Jerry Newton is a Veteran who served our country as Command Sergeant Major in the U.S. Army and was one of ten recipients of the Veterans’ Voices Award—Legacy category . Jerry is a community leader who served a total of 14 years on the Coon Rapids City Council and the Anoka-Hennepin District 11 School Board before being elected to the Minnesota State Legislature where he now serves. He was the Vice Chair of the State Government and Veterans Affairs Finance Committee and Chaired the Select Committee on Veteran’s Housing. Jerry co-authored the Veterans’ Voices Month legislation, which became law in 2014. He initiated STEM, AVID, and International Baccalaureate programs in District 11 schools and was the 2010 Minnesota School Board Legislator of the Year. As a long-term member of the Anoka County Affordable Housing Coalition, Jerry worked to find housing solutions for homeless Veterans and unaccompanied youth.
Years ago, while assigned to the Joint Military Mission for Aid to Turkey, I became friends with a young man who was studying architecture at the University of Ankara. I remember his excitement as he was certain he would finally master his professor’s rigorous final exam, one that he had failed on four prior attempts.
Unfortunately, he did not pass the test. As he explained it, the examination consisted of climbing a ladder to the third floor of a four story apartment building that was in the final stages of construction and examining all aspects of the architectural design of the building with particular attention to the third floor to determine where the building did not meet code or was otherwise faulty. He and his ten fellow graduate student colleagues were to apply all they had learned in class about architecture and construction. Using the best mathematics, physics, and dynamics of architecture principals, each wrote what they considered to be a brilliant paper based on their careful observations.
The entire class failed because they all focused too much on technical details and not one of them mentioned that the main problem with the building was the architect had failed to include a stairwell or elevator – hence the need to climb a ladder to the third floor.
The point being made here is we all too often devote too much attention to detail and miss the big picture, sometimes with potentially disastrous consequences. The scientists and technicians of the world have the ability to design and create weapons of mass destruction terrible beyond imagination. They view this as a challenge to be met and overcome – witness the Manhattan Project and the development of the atomic bomb. It is up to the social scientists, the philosophers, and the humanitarians of the world to insist that we think about where their creations will lead us and to make the public aware that there are better alternatives.
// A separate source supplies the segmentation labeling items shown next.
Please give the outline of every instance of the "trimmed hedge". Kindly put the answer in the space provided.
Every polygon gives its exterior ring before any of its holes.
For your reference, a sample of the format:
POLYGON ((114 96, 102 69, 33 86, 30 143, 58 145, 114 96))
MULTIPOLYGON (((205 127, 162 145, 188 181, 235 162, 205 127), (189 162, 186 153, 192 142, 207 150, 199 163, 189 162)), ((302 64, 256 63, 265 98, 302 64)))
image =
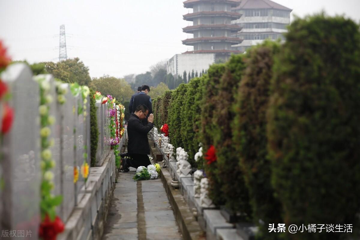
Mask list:
MULTIPOLYGON (((189 154, 188 161, 194 166, 194 156, 199 150, 198 123, 201 114, 201 79, 195 77, 188 84, 188 91, 183 103, 185 111, 181 114, 181 137, 183 147, 189 154), (199 96, 199 94, 200 95, 199 96)), ((197 165, 197 164, 196 164, 197 165)))
POLYGON ((181 132, 181 115, 185 110, 183 103, 188 90, 188 85, 182 83, 171 93, 168 113, 167 124, 171 143, 175 147, 184 147, 181 132))
POLYGON ((160 108, 158 110, 160 114, 160 121, 159 125, 160 127, 165 123, 167 123, 169 103, 171 98, 171 90, 166 91, 160 97, 160 101, 161 101, 160 104, 160 108))
POLYGON ((243 54, 233 55, 225 66, 215 98, 217 104, 213 116, 213 122, 216 124, 213 137, 217 158, 218 177, 225 206, 235 212, 246 213, 245 218, 249 219, 251 209, 248 190, 238 164, 236 146, 233 142, 231 126, 235 116, 232 104, 245 68, 243 58, 243 54))
POLYGON ((97 108, 95 106, 95 99, 93 97, 95 91, 90 91, 90 153, 91 166, 95 166, 96 162, 96 151, 98 150, 99 140, 99 130, 98 129, 98 120, 96 115, 97 108))
MULTIPOLYGON (((209 68, 208 75, 203 77, 204 78, 202 90, 200 139, 203 144, 204 155, 210 146, 213 145, 214 131, 217 128, 220 127, 213 123, 213 118, 217 114, 215 109, 218 103, 219 83, 225 71, 225 64, 213 64, 209 68)), ((224 204, 225 200, 221 191, 221 186, 219 178, 217 163, 209 165, 204 162, 204 167, 209 179, 209 197, 214 204, 218 205, 224 204)))
MULTIPOLYGON (((352 224, 353 239, 360 209, 359 28, 323 14, 292 22, 275 61, 267 130, 284 223, 352 224)), ((287 237, 342 237, 330 234, 287 237)))
POLYGON ((234 111, 233 140, 239 166, 249 190, 253 222, 260 227, 261 239, 279 239, 269 233, 269 223, 283 222, 281 207, 274 197, 271 167, 267 158, 266 112, 270 97, 274 55, 280 50, 278 43, 266 41, 248 52, 246 69, 238 89, 234 111), (265 224, 260 225, 260 220, 265 224))

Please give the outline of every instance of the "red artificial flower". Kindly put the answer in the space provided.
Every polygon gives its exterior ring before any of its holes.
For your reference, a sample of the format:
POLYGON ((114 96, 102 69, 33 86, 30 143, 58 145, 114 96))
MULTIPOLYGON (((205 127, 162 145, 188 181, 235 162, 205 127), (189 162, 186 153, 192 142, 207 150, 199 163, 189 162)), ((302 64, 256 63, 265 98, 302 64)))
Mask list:
POLYGON ((14 120, 14 111, 8 104, 4 105, 1 132, 3 134, 7 133, 11 128, 14 120))
POLYGON ((205 159, 207 160, 207 164, 211 164, 216 161, 216 150, 213 145, 210 146, 205 154, 205 159))
POLYGON ((3 42, 0 41, 0 69, 6 67, 11 61, 11 59, 6 55, 6 49, 3 45, 3 42))
POLYGON ((169 126, 167 124, 165 123, 162 125, 162 127, 160 129, 161 132, 164 133, 164 135, 165 137, 169 135, 169 126))
POLYGON ((58 234, 65 229, 64 223, 59 217, 57 216, 54 222, 51 222, 49 215, 40 224, 39 237, 42 240, 56 240, 58 234))
POLYGON ((6 84, 0 80, 0 99, 3 98, 4 94, 8 92, 8 86, 6 84))
POLYGON ((103 98, 103 102, 102 102, 101 103, 101 104, 105 104, 105 103, 107 103, 108 102, 108 98, 107 97, 105 97, 103 98))

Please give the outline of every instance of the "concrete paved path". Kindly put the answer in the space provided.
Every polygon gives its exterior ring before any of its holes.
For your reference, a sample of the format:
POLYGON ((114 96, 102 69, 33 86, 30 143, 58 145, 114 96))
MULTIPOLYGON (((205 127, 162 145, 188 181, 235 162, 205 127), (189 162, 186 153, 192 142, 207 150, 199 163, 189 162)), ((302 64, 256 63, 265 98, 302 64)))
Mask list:
POLYGON ((119 173, 102 240, 182 239, 160 179, 134 182, 119 173))

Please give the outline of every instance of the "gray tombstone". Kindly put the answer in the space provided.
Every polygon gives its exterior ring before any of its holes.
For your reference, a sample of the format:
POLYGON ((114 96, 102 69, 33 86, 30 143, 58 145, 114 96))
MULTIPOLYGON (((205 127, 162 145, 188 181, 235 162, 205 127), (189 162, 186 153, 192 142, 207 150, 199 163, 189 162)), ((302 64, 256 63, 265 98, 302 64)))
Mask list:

So, where does the current push for Science, Technology, Engineering, and Mathematics (“STEM”) programs come in? Although it is recognized that we have a shortage of individuals in these fields, all too often we will deemphasize the equally important need for individuals schooled in the social sciences and the humanities. The relatively recent push for STEM education in the K-12 system has led to deemphasizing the humanities and resulted in teachers of music, art, languages, and the social sciences being laid off. Only recently has the education community realized that the arts are equally important to a well-rounded education. Hence, we now see “STEAM” programs, that is STEM programs that incorporate the ‘A’ (arts) as an integral part of the curriculum. It is by combining the social sciences, arts, and humanities with science, technology, engineering, and mathematics that we will be able avoid the potentially missing stairwell of full human knowledge.